Hacktivists this week have retaliated against Komodia and Lenovo for their roles in distributing Komodia's Superfish adware that compromises all SSL communications on Lenovo's Windows laptops. Monday, Komodia's website was DDoSed. Wednesday, Lenovo's website was taken over by hacking group Lizard Squad, as the result of a DNS hijacking attack on the Malaysian registrar that hosts Lenovo.com.
According to KrebsOnSecurity, the attackers exploited the registrar, Web Commerce Communication (Webnic), via a command injection vulnerability, and uploaded a rootkit. They were then able to change the IP address associated with Lenovo.com, sending visitors instead to a page that featured a slideshow that linked to the Lizard Squad Twitter account.
By hijacking the domain name, they were also able to intercept email and spoof email accounts. Lizard Squad showed off an email they lifted that referenced continuing problems with Superfish:
Superfish removal bricks some devices? Great work Lenovo pic.twitter.com/phXiBS3KzO— Lizard Squad (@LizardCircle) February 25, 2015
It's possible that SSL certificate authority Comodo could be the next target.

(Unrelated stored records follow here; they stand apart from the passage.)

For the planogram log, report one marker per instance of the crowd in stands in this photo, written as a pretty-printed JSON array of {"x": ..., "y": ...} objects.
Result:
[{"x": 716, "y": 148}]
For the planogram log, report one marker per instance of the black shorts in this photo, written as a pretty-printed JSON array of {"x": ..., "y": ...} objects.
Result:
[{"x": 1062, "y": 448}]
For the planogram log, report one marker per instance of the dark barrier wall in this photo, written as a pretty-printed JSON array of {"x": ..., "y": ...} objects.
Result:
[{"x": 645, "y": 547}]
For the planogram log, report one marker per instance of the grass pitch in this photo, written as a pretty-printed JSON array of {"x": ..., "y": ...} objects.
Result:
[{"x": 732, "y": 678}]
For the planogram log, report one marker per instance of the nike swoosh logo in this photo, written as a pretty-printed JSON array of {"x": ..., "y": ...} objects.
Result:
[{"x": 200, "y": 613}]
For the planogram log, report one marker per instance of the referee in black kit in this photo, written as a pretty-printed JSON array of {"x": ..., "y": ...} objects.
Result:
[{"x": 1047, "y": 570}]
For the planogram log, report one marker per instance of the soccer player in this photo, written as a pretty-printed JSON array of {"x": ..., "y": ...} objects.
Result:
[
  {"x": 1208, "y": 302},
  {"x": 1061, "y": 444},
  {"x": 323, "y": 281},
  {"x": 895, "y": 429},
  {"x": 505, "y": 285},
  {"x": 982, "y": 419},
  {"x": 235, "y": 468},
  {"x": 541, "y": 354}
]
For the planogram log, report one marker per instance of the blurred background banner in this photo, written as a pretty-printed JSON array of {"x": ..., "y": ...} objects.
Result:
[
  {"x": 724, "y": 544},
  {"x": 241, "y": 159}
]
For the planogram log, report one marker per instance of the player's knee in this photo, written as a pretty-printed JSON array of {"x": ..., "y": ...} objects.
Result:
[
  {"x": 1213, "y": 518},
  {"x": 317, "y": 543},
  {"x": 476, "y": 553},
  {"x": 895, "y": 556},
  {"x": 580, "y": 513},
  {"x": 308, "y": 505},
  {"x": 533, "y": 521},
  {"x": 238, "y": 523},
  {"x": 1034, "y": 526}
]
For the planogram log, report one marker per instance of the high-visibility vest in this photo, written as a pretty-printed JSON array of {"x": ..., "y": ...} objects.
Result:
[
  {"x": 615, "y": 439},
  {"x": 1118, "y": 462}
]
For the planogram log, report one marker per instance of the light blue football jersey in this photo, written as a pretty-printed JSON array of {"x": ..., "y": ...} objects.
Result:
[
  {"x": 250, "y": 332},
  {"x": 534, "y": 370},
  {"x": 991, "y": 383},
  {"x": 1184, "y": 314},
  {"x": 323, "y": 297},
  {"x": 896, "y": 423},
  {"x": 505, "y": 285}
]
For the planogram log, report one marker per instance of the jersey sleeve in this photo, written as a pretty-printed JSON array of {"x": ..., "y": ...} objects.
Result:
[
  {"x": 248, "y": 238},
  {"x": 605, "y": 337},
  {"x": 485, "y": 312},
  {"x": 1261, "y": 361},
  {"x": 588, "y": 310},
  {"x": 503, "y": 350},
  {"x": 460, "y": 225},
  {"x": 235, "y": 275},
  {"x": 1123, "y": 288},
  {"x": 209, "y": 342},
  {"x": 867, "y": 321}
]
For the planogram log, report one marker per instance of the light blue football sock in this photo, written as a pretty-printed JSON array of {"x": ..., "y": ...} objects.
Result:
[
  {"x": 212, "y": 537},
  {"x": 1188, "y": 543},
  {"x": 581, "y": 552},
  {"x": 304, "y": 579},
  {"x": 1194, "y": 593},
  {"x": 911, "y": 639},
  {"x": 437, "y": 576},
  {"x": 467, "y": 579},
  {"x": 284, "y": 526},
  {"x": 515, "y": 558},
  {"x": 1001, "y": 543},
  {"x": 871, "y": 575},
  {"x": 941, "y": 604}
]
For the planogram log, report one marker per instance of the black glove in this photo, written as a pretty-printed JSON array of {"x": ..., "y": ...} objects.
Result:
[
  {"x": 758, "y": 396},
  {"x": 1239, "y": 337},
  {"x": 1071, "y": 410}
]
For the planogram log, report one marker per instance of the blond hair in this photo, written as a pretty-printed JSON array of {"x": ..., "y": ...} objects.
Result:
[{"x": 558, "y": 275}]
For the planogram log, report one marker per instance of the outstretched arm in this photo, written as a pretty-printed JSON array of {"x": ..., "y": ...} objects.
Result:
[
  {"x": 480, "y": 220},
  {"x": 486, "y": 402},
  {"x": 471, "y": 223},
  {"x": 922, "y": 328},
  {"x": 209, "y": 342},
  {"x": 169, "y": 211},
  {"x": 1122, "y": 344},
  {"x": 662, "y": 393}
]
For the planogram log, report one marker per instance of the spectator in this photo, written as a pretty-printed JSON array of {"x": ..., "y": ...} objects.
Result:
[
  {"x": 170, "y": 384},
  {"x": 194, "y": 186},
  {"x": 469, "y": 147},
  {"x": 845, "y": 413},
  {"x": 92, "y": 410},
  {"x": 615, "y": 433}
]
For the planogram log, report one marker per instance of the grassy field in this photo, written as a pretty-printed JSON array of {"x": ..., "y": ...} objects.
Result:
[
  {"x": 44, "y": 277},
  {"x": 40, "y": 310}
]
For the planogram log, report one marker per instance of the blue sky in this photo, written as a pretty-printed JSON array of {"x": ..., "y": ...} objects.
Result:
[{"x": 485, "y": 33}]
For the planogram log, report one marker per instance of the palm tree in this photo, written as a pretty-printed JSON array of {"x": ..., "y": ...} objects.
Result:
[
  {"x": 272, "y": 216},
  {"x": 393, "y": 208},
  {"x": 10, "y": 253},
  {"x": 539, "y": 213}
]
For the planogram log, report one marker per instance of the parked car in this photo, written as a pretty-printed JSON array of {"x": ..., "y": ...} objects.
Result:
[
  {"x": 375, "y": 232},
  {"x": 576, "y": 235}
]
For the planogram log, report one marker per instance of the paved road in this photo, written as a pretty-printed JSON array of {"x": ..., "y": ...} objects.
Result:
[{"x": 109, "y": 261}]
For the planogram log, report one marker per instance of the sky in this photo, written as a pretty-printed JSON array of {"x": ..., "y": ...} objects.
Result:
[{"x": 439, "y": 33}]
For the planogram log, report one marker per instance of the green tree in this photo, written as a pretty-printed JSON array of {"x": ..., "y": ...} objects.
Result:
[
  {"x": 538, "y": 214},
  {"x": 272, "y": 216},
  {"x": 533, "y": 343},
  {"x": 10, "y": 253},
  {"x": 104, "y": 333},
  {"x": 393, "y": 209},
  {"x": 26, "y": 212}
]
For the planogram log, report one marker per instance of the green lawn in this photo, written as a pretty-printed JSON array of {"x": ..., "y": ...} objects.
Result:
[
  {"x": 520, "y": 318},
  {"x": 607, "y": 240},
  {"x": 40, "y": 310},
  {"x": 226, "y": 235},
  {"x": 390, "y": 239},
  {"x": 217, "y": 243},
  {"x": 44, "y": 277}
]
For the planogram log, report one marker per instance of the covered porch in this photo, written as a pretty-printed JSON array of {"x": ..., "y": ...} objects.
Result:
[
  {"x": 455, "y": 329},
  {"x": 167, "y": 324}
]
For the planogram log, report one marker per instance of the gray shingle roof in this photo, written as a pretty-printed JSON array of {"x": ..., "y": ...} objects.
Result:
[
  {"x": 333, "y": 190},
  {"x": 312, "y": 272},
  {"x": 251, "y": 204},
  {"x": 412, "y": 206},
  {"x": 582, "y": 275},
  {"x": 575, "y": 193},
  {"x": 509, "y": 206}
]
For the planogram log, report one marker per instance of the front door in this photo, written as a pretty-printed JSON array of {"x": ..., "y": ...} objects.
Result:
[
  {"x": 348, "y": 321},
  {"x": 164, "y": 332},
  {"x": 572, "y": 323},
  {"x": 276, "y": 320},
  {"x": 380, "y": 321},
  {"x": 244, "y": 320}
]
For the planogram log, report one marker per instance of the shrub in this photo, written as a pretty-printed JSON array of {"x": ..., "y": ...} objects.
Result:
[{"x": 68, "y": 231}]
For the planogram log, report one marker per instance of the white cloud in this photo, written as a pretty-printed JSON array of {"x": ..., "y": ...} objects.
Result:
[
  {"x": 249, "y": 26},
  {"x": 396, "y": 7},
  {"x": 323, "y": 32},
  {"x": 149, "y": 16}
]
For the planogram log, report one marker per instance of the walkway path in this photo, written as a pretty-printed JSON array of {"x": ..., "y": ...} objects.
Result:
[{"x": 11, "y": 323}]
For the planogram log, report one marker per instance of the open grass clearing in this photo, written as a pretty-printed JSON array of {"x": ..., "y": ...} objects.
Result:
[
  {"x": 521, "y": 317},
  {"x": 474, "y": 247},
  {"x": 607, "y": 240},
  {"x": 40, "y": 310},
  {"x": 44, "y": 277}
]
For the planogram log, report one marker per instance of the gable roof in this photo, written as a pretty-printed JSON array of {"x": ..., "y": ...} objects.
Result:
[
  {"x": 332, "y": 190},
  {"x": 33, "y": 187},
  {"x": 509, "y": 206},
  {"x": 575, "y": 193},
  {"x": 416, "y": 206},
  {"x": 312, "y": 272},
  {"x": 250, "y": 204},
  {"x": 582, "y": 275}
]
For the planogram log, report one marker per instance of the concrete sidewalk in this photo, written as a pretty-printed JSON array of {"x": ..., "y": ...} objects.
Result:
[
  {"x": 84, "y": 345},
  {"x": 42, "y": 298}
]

This week it was reported that Comodo had been shipping PrivDog, an application developed by the company's founder that commits many of the same offenses as Superfish -- and under the guise of a tool that supposed to make Web browsing more private.
Like Superfish, PrivDog acts as a man-in-the-middle to hijack SSL communications, installs a trusted root certificate, and fails to certify legitimate SSL certificates from other sources. Some security experts have said it is even worse than Superfish.